07th Nov2016

‘The Mummy #1’ Review

by Dean Fuller

Written by Peter Milligan | Art by Ronilson Freire | Published by Titan/Hammer Comics


In today’s comics market, I couldn’t think of a better company to help usher in a new era for some classic horror characters than Titan Comics. For me, they have rarely put a foot wrong with their publishing schedules over the last two years, with a great mix of original content, reprints, and adaptations of film and TV shows. Hammer Comics have picked a good home. I found it interesting Hammer chose to launch with The Mummy, as they are more famous for their many Dracula and Frankenstein films, but then noticed that the Universal Monsters movie reboot version of The Mummy is released in 2017, so perhaps there’s a little synergy of sorts there. Or maybe this is intended to whet the appetite before the big guns appear later. Either way, the promise of original stories putting a new spin on classic characters is something to celebrate.

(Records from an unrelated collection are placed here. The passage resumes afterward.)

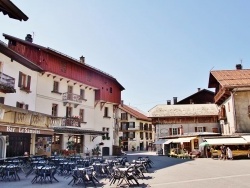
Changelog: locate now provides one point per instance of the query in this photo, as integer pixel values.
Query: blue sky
(156, 49)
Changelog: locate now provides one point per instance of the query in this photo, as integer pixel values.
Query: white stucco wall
(12, 68)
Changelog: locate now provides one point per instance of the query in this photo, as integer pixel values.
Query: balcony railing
(72, 98)
(7, 83)
(134, 128)
(71, 121)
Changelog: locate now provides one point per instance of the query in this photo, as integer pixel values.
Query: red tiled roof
(9, 8)
(230, 78)
(133, 112)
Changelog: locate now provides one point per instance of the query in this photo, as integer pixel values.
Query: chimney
(238, 66)
(29, 38)
(175, 100)
(82, 59)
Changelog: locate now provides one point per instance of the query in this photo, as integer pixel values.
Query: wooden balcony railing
(71, 121)
(71, 98)
(7, 83)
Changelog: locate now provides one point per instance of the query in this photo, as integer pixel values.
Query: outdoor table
(43, 172)
(9, 171)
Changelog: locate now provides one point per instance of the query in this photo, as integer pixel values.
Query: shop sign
(22, 130)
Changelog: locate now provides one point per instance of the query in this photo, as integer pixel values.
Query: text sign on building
(22, 130)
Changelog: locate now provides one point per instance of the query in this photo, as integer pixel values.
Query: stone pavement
(170, 173)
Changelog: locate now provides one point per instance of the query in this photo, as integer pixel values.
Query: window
(215, 130)
(70, 89)
(69, 111)
(124, 126)
(82, 94)
(131, 125)
(124, 116)
(141, 126)
(141, 135)
(200, 129)
(106, 112)
(24, 81)
(175, 131)
(56, 139)
(81, 115)
(54, 109)
(131, 135)
(56, 86)
(22, 105)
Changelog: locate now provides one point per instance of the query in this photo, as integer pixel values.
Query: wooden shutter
(20, 79)
(2, 100)
(28, 84)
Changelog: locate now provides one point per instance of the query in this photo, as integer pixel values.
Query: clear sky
(156, 49)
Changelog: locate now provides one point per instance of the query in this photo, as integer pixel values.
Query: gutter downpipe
(234, 112)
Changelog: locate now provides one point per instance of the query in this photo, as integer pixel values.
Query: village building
(183, 126)
(232, 95)
(135, 129)
(79, 99)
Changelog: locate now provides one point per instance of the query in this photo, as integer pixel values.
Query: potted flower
(96, 150)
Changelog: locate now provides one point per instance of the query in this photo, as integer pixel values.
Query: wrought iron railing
(72, 97)
(7, 80)
(71, 121)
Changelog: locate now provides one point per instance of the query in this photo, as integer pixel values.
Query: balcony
(134, 128)
(71, 98)
(71, 122)
(221, 96)
(7, 83)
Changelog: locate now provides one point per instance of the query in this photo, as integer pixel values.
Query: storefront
(21, 139)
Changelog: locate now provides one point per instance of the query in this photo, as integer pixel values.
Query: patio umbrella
(204, 144)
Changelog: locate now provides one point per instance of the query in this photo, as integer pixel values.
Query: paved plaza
(169, 172)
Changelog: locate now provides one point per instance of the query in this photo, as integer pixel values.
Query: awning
(161, 141)
(76, 130)
(227, 141)
(169, 141)
(186, 139)
(247, 138)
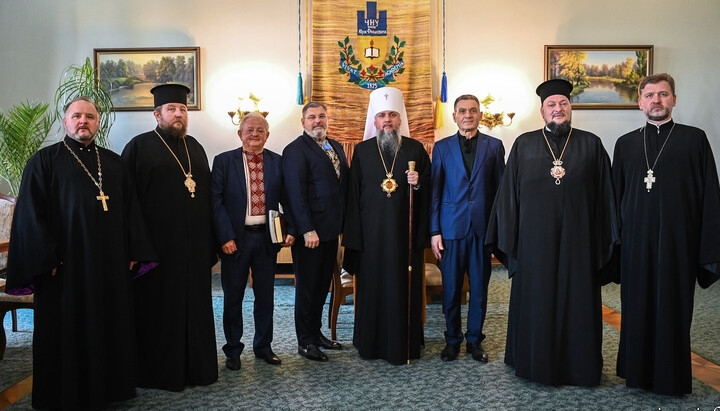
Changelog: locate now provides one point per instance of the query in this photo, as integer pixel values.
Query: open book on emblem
(277, 226)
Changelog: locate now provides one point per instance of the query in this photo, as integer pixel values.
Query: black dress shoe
(450, 352)
(233, 363)
(477, 352)
(329, 344)
(269, 357)
(312, 352)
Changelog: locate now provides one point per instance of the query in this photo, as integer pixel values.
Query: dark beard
(173, 132)
(389, 142)
(662, 117)
(559, 129)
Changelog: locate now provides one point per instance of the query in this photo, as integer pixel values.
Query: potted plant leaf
(23, 130)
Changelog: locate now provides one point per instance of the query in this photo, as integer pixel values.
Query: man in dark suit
(246, 183)
(466, 171)
(315, 169)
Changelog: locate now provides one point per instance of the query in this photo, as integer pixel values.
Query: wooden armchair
(339, 292)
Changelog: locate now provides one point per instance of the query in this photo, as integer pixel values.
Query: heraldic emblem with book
(374, 65)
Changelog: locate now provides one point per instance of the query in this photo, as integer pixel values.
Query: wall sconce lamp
(240, 113)
(489, 119)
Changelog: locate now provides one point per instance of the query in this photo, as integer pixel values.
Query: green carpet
(348, 382)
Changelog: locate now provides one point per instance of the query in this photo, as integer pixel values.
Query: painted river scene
(130, 76)
(600, 76)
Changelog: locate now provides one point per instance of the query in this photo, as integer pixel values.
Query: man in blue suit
(316, 170)
(466, 171)
(246, 183)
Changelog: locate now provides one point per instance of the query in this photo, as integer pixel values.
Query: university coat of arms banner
(359, 46)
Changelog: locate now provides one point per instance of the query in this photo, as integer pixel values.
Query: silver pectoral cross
(649, 180)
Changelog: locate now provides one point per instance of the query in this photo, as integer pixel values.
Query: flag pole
(411, 167)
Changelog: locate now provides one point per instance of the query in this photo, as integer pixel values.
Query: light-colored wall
(491, 47)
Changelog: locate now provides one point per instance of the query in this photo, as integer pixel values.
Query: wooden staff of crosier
(411, 167)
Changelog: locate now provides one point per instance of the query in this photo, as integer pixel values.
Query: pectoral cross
(649, 180)
(102, 197)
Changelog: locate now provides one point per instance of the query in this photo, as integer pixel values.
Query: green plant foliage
(81, 80)
(23, 129)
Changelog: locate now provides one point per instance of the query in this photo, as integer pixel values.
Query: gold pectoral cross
(102, 197)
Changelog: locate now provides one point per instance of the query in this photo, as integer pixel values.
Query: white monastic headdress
(386, 99)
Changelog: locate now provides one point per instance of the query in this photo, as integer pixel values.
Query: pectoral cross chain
(102, 197)
(649, 180)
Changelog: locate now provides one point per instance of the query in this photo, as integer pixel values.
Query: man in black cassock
(376, 233)
(553, 225)
(173, 307)
(76, 228)
(666, 185)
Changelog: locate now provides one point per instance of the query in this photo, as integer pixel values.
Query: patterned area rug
(348, 382)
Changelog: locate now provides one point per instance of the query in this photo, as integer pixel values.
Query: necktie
(331, 154)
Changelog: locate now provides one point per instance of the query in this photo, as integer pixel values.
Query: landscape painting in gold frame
(603, 77)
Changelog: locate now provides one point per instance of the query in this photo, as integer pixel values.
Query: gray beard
(559, 129)
(389, 142)
(318, 134)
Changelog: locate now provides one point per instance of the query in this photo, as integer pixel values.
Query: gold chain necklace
(98, 183)
(557, 172)
(189, 182)
(389, 185)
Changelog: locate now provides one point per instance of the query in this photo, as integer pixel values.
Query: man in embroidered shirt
(246, 184)
(666, 185)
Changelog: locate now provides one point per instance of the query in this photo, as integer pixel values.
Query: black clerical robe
(376, 233)
(670, 239)
(174, 315)
(555, 239)
(84, 339)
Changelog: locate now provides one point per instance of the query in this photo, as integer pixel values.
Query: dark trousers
(467, 254)
(259, 256)
(313, 274)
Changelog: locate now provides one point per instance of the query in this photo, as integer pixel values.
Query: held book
(277, 226)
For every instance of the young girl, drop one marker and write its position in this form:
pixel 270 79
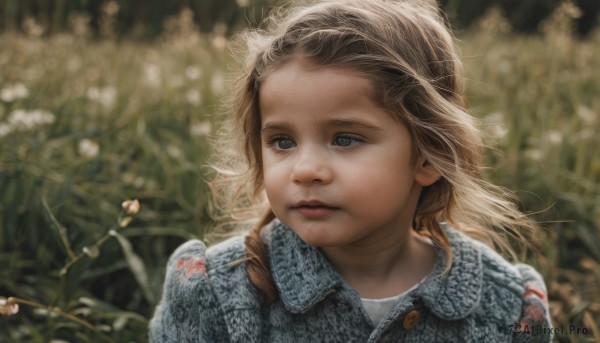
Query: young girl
pixel 364 169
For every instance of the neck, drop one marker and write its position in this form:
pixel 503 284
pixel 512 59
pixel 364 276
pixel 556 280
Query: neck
pixel 385 268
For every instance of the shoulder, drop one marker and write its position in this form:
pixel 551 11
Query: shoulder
pixel 189 308
pixel 513 295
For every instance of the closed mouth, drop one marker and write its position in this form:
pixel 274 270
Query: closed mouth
pixel 313 204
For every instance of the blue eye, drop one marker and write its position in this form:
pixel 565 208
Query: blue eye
pixel 282 143
pixel 346 140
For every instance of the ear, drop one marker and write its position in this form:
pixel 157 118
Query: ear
pixel 425 173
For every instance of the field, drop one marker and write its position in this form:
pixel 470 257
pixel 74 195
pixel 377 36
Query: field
pixel 86 125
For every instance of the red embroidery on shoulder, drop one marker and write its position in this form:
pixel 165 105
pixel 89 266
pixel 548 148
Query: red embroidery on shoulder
pixel 531 289
pixel 190 266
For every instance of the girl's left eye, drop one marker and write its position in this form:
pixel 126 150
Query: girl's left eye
pixel 347 140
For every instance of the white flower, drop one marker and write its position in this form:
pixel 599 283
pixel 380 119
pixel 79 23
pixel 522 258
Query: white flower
pixel 14 92
pixel 23 119
pixel 586 114
pixel 553 137
pixel 131 207
pixel 88 148
pixel 201 129
pixel 105 96
pixel 8 307
pixel 193 73
pixel 174 151
pixel 152 75
pixel 194 97
pixel 534 154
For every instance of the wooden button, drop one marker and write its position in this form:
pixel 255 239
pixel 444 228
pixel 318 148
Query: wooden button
pixel 411 319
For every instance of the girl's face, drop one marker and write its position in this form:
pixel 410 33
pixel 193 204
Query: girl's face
pixel 337 168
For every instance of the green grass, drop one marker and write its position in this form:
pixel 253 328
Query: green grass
pixel 129 120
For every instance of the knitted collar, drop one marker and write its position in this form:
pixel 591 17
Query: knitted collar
pixel 304 276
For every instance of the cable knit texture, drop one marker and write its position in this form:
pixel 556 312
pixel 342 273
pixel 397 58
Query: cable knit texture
pixel 483 298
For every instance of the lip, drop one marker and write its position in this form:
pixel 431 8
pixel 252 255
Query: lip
pixel 314 209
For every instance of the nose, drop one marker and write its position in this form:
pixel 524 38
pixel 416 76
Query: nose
pixel 311 167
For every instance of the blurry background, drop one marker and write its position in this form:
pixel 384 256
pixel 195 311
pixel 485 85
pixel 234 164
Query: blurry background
pixel 103 101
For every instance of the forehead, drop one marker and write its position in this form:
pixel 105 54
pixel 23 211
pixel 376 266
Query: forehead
pixel 299 78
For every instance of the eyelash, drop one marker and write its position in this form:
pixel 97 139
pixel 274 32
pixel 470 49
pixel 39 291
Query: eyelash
pixel 353 138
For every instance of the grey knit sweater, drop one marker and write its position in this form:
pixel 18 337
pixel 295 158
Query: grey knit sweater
pixel 482 299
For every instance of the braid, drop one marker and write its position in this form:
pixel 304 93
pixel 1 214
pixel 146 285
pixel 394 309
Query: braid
pixel 257 261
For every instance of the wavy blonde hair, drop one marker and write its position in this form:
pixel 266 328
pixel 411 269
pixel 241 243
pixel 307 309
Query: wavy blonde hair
pixel 405 49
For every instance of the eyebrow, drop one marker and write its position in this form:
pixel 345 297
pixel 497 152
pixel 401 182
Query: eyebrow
pixel 334 123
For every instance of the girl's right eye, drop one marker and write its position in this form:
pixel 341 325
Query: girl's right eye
pixel 282 143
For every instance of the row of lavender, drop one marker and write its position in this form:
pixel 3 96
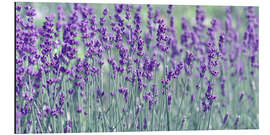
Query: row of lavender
pixel 133 77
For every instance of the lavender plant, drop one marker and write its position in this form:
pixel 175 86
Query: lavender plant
pixel 135 68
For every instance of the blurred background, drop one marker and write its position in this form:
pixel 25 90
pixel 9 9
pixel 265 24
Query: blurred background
pixel 189 12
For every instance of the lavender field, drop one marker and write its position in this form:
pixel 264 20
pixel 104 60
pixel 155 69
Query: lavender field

So, who do you turn to to launch the line, to give it that initial word of mouth? Writer Peter Milligan is just about the perfect choice, with not only a huge amount of comics experience writing for most major publishers, but also a man with a firm grasp on weird and wonderful characters. The artist, Ronilson Freire, I am a little less familiar with, but I liked the look of the preview pages a lot. So, right publisher, right character, and right creative team. Proof is in the pudding of course, so do we get the right story?

We start with a clever little opening where we think we are in ancient Egypt, as you would expect, but are in fact in a secret Egyptian temple in Kensington, in the heart of London. These are a group of cultists, The Sect of Anubis, who Milligan does a good job of showing as pretty mundane people in most respects, but also happy to kill people and drink their blood in return for extended lives as gifts from the gods. The only proviso is they need a female vessel, to channel an Egyptian priestess, and their most recent one is now dead, so the hunt is on for a new one. The woman must have the Mark of Kharis, a sort of birth mark, on her, and to this end they have set up a worldwide girl trafficking ring to find the ‘lucky’ one. They find one in Angelina Kostenko.

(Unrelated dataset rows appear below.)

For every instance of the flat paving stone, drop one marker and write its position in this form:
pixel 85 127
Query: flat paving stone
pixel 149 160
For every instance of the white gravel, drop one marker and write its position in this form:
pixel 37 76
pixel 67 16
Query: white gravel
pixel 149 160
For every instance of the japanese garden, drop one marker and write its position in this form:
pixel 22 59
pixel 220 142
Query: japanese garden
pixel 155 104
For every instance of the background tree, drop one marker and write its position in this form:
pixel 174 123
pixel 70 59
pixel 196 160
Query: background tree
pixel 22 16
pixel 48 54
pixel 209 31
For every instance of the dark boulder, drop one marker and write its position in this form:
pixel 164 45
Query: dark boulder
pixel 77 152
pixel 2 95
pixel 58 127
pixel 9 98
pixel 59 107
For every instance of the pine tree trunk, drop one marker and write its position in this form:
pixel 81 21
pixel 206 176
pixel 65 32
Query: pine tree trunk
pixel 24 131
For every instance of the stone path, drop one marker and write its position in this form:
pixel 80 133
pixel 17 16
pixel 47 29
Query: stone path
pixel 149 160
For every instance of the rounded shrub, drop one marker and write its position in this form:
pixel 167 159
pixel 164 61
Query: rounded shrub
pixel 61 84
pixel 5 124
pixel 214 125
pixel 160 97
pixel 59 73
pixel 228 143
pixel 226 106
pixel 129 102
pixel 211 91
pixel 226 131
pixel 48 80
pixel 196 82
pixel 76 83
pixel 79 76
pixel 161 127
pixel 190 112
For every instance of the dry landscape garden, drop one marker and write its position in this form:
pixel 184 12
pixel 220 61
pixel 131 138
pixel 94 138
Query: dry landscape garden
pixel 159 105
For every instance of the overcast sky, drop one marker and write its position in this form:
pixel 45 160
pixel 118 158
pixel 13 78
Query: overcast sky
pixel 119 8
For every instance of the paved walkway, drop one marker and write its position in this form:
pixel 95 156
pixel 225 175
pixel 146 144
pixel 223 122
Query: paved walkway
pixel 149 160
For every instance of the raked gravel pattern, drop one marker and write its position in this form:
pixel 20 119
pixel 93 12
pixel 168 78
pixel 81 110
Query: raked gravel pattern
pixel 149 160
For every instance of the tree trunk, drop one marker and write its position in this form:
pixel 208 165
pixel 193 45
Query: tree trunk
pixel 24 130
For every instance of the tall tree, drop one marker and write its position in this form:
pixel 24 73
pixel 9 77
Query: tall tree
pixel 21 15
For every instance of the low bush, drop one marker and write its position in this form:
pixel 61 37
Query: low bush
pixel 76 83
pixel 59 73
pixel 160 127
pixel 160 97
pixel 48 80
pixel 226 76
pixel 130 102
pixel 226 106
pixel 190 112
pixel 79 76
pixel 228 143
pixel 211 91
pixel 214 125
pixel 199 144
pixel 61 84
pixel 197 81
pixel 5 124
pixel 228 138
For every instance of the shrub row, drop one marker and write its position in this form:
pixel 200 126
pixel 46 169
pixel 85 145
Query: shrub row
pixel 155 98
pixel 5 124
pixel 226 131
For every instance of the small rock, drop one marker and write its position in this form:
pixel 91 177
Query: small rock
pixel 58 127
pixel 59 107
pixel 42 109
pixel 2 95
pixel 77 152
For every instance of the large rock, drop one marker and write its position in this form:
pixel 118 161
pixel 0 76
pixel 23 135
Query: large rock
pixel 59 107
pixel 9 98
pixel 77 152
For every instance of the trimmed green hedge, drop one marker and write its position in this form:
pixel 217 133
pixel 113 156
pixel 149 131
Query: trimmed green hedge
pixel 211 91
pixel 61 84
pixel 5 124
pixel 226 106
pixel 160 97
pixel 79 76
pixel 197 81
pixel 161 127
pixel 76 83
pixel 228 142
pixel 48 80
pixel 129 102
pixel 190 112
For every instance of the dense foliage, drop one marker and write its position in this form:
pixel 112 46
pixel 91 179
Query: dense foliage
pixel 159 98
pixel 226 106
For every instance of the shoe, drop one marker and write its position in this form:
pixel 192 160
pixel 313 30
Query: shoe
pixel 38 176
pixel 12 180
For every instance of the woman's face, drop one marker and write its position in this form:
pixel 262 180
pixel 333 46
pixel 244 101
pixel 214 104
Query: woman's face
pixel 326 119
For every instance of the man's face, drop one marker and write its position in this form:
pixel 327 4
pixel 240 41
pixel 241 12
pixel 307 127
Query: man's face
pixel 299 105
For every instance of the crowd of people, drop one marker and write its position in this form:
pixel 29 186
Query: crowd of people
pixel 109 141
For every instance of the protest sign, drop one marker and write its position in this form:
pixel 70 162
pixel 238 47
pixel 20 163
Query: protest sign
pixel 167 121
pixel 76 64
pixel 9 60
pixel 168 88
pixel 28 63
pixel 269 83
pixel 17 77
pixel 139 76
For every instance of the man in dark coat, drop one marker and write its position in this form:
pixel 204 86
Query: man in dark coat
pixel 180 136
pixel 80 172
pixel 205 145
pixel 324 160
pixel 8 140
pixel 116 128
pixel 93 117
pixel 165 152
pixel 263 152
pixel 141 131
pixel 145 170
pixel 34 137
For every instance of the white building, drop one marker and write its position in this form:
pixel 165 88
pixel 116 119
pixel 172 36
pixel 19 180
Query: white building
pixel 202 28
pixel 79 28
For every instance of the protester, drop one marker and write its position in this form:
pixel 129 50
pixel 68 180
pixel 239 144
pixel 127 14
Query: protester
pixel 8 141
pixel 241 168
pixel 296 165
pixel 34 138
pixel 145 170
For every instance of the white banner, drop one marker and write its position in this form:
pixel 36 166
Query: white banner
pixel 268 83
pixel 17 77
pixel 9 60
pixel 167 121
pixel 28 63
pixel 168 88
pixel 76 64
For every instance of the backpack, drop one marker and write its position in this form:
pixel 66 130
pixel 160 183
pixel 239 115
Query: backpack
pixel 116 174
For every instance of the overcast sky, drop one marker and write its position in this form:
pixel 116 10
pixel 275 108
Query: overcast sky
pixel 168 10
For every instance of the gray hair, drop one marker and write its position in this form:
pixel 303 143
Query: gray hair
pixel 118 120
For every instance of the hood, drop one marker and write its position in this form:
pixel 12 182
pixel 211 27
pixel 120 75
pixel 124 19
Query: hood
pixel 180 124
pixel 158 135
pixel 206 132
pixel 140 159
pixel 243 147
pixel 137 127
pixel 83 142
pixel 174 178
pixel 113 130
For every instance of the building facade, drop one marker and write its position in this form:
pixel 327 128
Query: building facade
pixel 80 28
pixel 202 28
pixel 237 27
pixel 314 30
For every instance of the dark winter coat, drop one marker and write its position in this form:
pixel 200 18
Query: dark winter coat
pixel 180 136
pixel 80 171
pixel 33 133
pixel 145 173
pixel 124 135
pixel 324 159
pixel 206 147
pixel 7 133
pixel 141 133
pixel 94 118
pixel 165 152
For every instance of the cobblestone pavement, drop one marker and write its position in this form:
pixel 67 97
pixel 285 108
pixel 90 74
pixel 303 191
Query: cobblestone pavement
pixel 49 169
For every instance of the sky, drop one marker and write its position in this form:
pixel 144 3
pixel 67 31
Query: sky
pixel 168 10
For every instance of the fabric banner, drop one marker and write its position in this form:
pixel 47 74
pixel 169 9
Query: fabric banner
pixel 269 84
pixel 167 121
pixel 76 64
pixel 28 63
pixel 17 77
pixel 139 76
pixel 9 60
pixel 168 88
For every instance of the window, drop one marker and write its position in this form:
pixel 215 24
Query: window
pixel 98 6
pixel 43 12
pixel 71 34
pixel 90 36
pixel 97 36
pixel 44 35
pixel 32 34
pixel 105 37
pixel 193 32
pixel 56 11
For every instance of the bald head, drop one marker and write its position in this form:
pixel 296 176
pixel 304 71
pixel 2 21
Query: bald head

They perform a pretty nasty ritual on Angelina, and wait for her transformation into their priestess to occur, a process they have used on many young girls for generations. Turns out though that these decadent old men have enemies too, and The Pyramid Club launch an attack on them ,allowing Angelina/Isis to escape. She has begun to cover herself in bandages like a mummy, as the ceremony compels her to do, and is finding a strange voice talking to her in her head. Oh, and what’s that big green demon thing doing that is coming for her…

This was a solid introductory issue from Milligan, laying out an interesting story while introducing us to all the main players, or at least the ones we need to know about at the moment. He also managed to successfully combine the flavour of the old, the decadent old boys club cultists could have stepped out of a Hammer film from the fifties, with the new. His use and mentions of illegal immigrants and sex trafficking are obviously topical, and nicely used to be the cover for how the cultists find their victims. A very successful fusion. Angelina/Isis has promise as the main character, and is certainly unlike any Mummy we have seen so far. Loved the little line about Londoners being too polite to stare, even though there’s a young woman in mummy bandages wandering around.

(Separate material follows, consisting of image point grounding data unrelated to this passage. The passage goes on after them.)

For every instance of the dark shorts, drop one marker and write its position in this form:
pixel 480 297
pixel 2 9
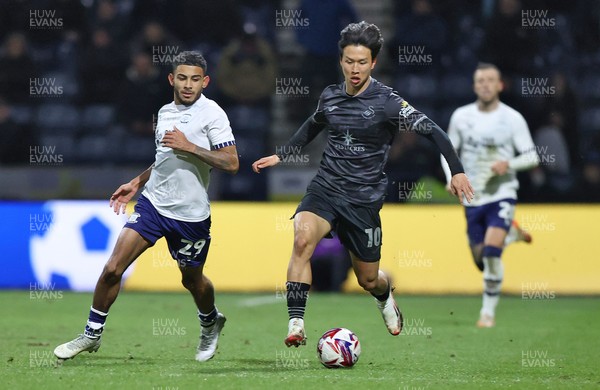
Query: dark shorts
pixel 358 227
pixel 188 242
pixel 479 218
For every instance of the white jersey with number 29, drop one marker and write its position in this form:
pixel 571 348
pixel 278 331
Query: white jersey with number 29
pixel 484 137
pixel 179 181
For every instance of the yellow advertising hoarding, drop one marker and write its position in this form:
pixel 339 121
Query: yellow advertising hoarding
pixel 424 249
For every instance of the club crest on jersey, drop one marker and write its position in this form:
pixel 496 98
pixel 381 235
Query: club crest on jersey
pixel 368 113
pixel 406 109
pixel 133 218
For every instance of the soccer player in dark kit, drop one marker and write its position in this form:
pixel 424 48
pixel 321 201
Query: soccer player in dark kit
pixel 361 117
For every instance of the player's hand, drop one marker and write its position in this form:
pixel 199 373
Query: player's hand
pixel 176 140
pixel 265 162
pixel 460 186
pixel 449 189
pixel 122 196
pixel 500 167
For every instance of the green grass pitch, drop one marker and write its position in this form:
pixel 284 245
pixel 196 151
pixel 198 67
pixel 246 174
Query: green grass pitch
pixel 150 339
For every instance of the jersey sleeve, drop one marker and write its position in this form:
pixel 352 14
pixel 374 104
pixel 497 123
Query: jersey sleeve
pixel 219 133
pixel 526 155
pixel 401 114
pixel 455 138
pixel 306 133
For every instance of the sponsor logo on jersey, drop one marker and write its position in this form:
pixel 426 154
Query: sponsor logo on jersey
pixel 368 113
pixel 406 109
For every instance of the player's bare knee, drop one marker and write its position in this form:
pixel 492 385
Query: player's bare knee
pixel 368 283
pixel 189 283
pixel 303 245
pixel 111 273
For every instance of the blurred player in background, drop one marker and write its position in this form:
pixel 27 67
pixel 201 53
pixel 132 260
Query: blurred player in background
pixel 361 116
pixel 192 137
pixel 494 142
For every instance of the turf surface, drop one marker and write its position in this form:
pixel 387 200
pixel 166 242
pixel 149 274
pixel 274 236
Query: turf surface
pixel 150 339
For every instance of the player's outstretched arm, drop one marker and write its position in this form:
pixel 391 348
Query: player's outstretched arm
pixel 123 194
pixel 461 187
pixel 265 162
pixel 225 159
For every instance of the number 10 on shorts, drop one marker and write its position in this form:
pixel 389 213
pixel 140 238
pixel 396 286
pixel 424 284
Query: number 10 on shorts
pixel 374 237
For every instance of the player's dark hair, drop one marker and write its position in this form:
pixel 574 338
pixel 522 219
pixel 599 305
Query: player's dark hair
pixel 363 33
pixel 488 65
pixel 192 58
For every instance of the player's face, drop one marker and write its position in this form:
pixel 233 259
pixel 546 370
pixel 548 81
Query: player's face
pixel 188 82
pixel 487 85
pixel 356 63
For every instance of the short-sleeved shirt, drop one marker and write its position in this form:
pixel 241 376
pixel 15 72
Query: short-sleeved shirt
pixel 179 181
pixel 360 130
pixel 482 138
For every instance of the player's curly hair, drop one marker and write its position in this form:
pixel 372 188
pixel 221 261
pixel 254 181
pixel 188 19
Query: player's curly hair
pixel 363 33
pixel 192 58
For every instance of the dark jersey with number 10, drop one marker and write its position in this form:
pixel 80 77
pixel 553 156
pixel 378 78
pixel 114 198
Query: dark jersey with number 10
pixel 360 131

Freire’s artwork was also solid. It was in what is almost like the Titan house style now, very clean lines, great layouts, and great use of panel size and shape. I especially like some of the choices of ‘camera’ angle he uses, and of the close up facial shots to really convey emotions. The Egyptian scenes and costumes are especially good. The colouring throughout also really brings the art to life.

Very strong first issue, a perfect launch for the both the line and this particular book. Loved the text article about the original film too.